Rund 180 interne E-Mails der Verwaltung haben Michael Metten und Christian Buchen durchforstet.

Bergisch GladbachDie exklusive „Handreichung“ der Verwaltung für das Ampelbündnis (Grüne, SPD, FDP) hat die CDU extrem verärgert – ein Gutachten wurde in Auftrag gegeben, das zu dem Schluss kam, dass die Verwaltung, der Bürgermeister Frank Stein (SPD), die parteipolitische Neutralität verletzt habe. Die CDU schaltete daraufhin die Kommunalaufsicht des Kreises ein. Und die kam zu dem eindeutigen Ergebnis, dass das Verhalten der Verwaltung und des Bürgermeisters nicht zu beanstanden sei. Matthias Niewels sprach mit dem CDU-Fraktionsvorsitzenden Michael Metten und seinem Stellvertreter Christian Buchen.

Herr Metten, Herr Buchen, wie groß war ihre Enttäuschung, als sie die Stellungnahme der Kommunalaufsicht gelesen haben?

Metten: Ich würde da nicht von Enttäuschung reden. Wir waren überrascht.

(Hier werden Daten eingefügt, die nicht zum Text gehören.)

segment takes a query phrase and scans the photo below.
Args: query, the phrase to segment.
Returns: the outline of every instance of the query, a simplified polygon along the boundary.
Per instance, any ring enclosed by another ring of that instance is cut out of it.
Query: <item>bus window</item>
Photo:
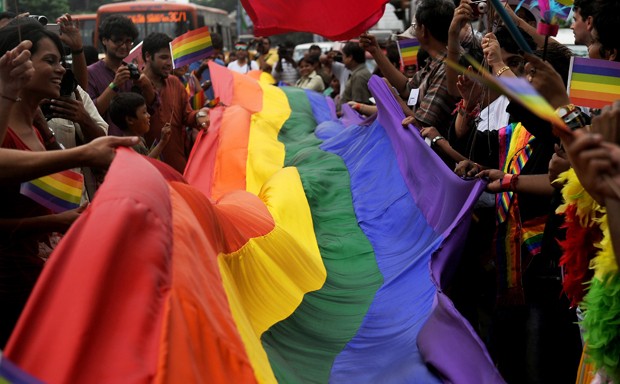
[[[196,26],[196,28],[201,28],[205,25],[205,17],[203,15],[198,15],[198,25]]]
[[[79,21],[80,34],[82,35],[83,45],[96,45],[95,44],[95,26],[97,24],[96,14],[87,15],[71,15],[73,20]]]
[[[146,36],[153,32],[165,33],[170,37],[176,37],[192,29],[191,20],[187,12],[184,11],[165,11],[165,12],[117,12],[130,18],[138,28],[138,41],[144,40]],[[105,18],[101,16],[102,20]]]
[[[223,32],[224,45],[230,48],[230,37],[226,36],[231,35],[233,26],[228,13],[222,9],[176,1],[141,0],[104,4],[97,10],[95,28],[97,46],[100,45],[97,28],[110,15],[123,15],[133,20],[139,31],[136,43],[152,32],[162,32],[175,38],[195,28],[207,25],[213,28],[219,25],[220,28],[213,30]],[[102,47],[98,48],[102,49]]]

Denn das von uns in Auftrag gegebene Rechtsgutachten einer renommierten Kanzlei kommt zu einer ganz anderen Rechtseinschätzung.

Buchen: Vor allem in dem wesentlichen Punkt, ob ein Verstoß gegen die persönlichen Rechte der Ratsmitglieder durch die Informationspolitik vorliegt, erklärt sich die Kommunalaufsicht für nicht zuständig. Es wird, vereinfacht gesagt, festgestellt, dass am Ende ja dann doch alle gleich informiert worden sind.

Bürgermeister Stein hatte nach Bekanntwerden der Handreichung sie an alle Fraktionen nachgereicht.

Buchen: Ja, nachdem Ihre Zeitung darüber berichtet hat. Infolgedessen haben wir dann unser Recht zur Akteneinsicht wahrgenommen und rund 180 E-Mails durchgearbeitet. Uns wurde sehr schnell klar, dass die exklusive Handreichung nur die Spitze des Eisberges war. Die Mails zeigen aus unserer Sicht, dass Verwaltung und Ampel extrem eng zusammenarbeiten. Vorlagen werden intern abgesprochen und abgestimmt. Die Entscheidungen sind schon lange vor den Sitzungen getroffen.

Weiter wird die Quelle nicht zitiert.